JAY: But the point is it had no real decision-making power. It's also been--people have been saying it's very hand-picked by Karzai, so it doesn't really represent the broad spectrum of the politics.
JUNAID: Yes, because it is a media gesture, and America and NATO does not want the media to listen to their views, which can really reflect negatively on the jirga. So those people have to be invited who know what to speak and what not to speak. They have to refrain from exercising their real powers of jirga, and they have to speak a certain script or within certain scripts.
JAY: But how representative are the elders that are there? I mean, do they in fact represent most of the elders of the region or not?
JUNAID: I would say it does represent to some extent. However, almost every area is allowed to appoint a sole elder. You cannot call it an effective jirga. However, on the other hand, there are some areas which are friendly with NATO and America which are in peace, so the elders of those areas will surely come and they will be representatives in that jirga. So it is a partially representative jirga.
JAY: Stephen Grey made a report for Channel 4 talking about how the Americans are hiring militias in some of the villages around Kandahar, and some of these militias, instead of fighting the Taliban, are kind of throwing their weight around villages. They're also trying to get the villagers themselves to create their own defense committees. And in one of the scenes of his report, the villagers are saying, we don't want to fight, because you're going to leave someday and then we're going to be left at war with the Taliban. What's the mood of the people about all of this?
JUNAID: The militias are a reality. And this is how America dealt with the war in Iraq, that they, you know, created local militias. However, the militias in these villages now in Afghanistan will be much smaller than the Taliban's forces, and they will be just looking for their own benefits. And I cannot imagine how they will fight Taliban once Taliban want to fight them and, you know, take on a village.
Actually, it is a tactical move rather than a strategic move. It is tactical in the sense that the Taliban have to be cut from their supplies and their resting places, and those places are actually the small hamlets and villages around Kandahar and in the mountains. So if you want to cut them off, you cannot actually guard them through Afghan National Army, NATO, or these forces. But the best way is to arm those villages and tell them not to let Taliban [sic], and then supply something to the village, give them some grain or something, and hope for the best that they will not share the grains with Taliban.

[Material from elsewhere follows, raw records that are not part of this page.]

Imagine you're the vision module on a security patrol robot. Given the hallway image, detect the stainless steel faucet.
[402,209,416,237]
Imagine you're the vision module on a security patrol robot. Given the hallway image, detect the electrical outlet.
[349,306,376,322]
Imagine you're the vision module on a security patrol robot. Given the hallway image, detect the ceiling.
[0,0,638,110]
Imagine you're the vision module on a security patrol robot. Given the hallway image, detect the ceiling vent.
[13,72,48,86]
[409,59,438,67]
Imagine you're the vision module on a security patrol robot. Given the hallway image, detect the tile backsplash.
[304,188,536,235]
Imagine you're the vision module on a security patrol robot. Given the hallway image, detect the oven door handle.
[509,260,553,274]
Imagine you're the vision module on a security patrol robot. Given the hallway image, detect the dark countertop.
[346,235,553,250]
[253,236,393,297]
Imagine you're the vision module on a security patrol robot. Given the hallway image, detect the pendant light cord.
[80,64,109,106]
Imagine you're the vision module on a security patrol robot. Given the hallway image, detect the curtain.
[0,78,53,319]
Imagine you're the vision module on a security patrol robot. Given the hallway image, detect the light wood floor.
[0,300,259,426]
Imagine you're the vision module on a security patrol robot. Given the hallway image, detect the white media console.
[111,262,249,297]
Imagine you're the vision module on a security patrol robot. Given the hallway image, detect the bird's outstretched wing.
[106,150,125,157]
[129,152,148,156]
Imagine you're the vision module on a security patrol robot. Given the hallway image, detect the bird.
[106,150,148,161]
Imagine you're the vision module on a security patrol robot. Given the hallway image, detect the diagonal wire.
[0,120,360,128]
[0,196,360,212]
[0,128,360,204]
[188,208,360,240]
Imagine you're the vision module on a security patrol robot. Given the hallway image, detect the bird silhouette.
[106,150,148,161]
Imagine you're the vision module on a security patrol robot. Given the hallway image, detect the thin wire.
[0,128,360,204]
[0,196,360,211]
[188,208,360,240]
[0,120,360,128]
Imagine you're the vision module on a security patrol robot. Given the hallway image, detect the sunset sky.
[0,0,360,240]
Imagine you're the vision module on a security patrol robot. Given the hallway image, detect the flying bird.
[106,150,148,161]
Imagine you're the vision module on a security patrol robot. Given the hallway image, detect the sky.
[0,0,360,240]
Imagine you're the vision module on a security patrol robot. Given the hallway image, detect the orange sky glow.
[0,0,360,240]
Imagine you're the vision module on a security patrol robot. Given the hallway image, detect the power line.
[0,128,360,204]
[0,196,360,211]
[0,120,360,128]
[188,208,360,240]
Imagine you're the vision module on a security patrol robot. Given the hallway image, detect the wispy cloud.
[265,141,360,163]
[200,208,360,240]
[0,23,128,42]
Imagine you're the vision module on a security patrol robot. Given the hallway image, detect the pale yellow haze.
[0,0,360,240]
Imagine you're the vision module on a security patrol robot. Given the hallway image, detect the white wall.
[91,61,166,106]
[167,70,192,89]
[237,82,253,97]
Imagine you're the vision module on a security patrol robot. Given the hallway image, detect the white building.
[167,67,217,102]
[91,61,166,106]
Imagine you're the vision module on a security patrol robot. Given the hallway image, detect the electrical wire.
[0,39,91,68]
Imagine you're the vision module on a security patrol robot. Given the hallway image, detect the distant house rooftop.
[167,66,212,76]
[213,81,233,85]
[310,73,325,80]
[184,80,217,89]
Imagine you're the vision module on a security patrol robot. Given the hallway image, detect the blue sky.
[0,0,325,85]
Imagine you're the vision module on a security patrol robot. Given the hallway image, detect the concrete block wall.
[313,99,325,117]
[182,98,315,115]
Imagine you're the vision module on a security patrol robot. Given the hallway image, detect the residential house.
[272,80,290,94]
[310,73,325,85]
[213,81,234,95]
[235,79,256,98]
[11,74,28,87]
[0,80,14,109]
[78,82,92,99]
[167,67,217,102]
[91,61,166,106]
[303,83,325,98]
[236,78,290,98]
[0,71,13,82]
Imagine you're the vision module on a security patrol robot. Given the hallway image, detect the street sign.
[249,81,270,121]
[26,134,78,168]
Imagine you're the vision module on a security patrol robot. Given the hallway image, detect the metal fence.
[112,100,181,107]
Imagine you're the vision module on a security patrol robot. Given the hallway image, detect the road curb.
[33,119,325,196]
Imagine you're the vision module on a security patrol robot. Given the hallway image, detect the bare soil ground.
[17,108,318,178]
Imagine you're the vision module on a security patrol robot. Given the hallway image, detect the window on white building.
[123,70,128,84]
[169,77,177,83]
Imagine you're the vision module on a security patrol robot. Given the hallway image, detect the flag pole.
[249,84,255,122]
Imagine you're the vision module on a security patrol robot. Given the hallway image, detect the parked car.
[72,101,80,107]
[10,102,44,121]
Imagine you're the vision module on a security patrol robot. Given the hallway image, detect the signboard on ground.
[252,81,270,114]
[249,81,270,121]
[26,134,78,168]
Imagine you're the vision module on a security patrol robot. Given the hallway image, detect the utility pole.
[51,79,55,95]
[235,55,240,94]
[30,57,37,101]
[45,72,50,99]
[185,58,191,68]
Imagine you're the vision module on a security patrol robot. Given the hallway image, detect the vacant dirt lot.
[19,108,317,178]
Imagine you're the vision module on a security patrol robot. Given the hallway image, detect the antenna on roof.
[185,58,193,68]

JAY: So in this coming campaign, what side is the local population going to be on?
JUNAID: Well, I cannot imagine, you know, that there will be anyone siding with NATO or US forces. But on a tactical level as well sometimes when they want their own benefits. They will take their benefits and they will, you know, side momentarily with the Americans and with the NATO. But eventually, you know, Taliban is a reality which will be there and which is there at night. So the people of Kandahar and villages do live there in day or in night, and they have to deal with it, so they cannot openly, you know, and truly come to NATO's and America's side.
The problem is this area for the last 30, 40 years is in great war, and these people are looking for some sort of stability. This stability cannot be guaranteed by Afghan National Army or NATO or America. They know this. This cannot be guaranteed by them. However, Taliban guaranteed it for a certain time, for a few years. And the people there, certainly there, between Scylla and Charybdis, is they don't know where to go. They have to be siding with one force at night and with another in the morning, I think.